ConcernThe test found a stronger signal. Nova should investigate the criteria, test data, or scoring behavior before relying on that setup.
These labels describe this synthetic test result, not every role or customer workflow.

Current Public Evaluation

Nova has a public bias evaluation summary at nova.dweet.com/bias-evaluation. The public run was generated on May 26, 2025. It uses 500 synthetic profiles for a Senior Software Engineer role and compares scoring patterns across sex, race and ethnicity, age, disability status, and race x sex intersections. Use that page as the product-level summary of the public run. The public run is limited to a representative role and synthetic profiles. It does not evaluate customer-specific criteria, recruiter behavior, interview decisions, final hiring decisions, sourcing, ATS filters, or real applicant pools.

How We Use Findings

When a test raises a signal, Nova reviews it by checking:
  1. Check whether the synthetic profiles are comparable and realistic.
  2. Check whether the criterion is job-relevant and verifiable.
  3. Look for role-irrelevant proxies, such as school prestige, geography, name signals, age proxies, or accommodation wording.
  4. Review candidate-level scoring evidence to see what drove the score.
  5. Adjust criteria or test data where needed.
  6. Re-run the test and keep the before/after evidence.

Customer Responsibilities

Nova can test and explain its scoring behavior, but customers still control the hiring process.
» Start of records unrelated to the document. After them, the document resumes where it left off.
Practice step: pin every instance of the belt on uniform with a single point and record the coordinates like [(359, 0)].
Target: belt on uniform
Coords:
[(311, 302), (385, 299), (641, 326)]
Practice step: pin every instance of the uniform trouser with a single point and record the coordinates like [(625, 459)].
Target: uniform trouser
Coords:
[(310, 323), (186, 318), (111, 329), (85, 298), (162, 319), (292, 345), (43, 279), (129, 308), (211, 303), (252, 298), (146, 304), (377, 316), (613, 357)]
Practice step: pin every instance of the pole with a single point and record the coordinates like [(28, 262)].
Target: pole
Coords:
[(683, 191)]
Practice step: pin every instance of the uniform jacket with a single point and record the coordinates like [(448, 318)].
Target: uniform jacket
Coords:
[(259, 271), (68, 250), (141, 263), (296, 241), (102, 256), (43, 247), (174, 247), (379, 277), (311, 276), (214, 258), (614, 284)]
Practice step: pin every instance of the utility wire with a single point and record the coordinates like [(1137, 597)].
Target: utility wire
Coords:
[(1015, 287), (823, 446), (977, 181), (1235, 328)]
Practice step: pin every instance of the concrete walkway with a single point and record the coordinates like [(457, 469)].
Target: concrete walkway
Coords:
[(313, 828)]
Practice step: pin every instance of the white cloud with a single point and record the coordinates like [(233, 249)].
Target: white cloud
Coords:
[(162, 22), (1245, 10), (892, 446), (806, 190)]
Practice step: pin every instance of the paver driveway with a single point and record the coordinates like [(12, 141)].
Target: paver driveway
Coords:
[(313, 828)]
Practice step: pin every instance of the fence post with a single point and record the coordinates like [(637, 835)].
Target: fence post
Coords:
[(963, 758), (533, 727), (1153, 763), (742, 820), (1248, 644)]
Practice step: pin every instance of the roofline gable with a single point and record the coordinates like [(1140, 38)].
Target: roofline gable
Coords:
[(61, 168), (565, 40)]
You should:
  • Configure job-relevant criteria.
  • Avoid criteria that rely on protected characteristics or weak proxies.
  • Review Nova outputs before making employment decisions.
  • Provide candidate, employee, or worker notices required by your policies and applicable law.
For scoring criteria guidance, see Configuring Scoring Criteria. For human review guidance, see AI Candidate Scoring.

How To Read The Results

Bias testing can show useful evidence, but it should be read in context:
  • Synthetic tests are designed to stress-test scoring. They do not represent every real applicant pool.
  • A clean result for one role does not prove the same result for every role.
  • Real-world outcomes also depend on sourcing, human review, interviews, and final decisions.
This is why Nova treats scoring as decision support. Human reviewers stay responsible for the final hiring process.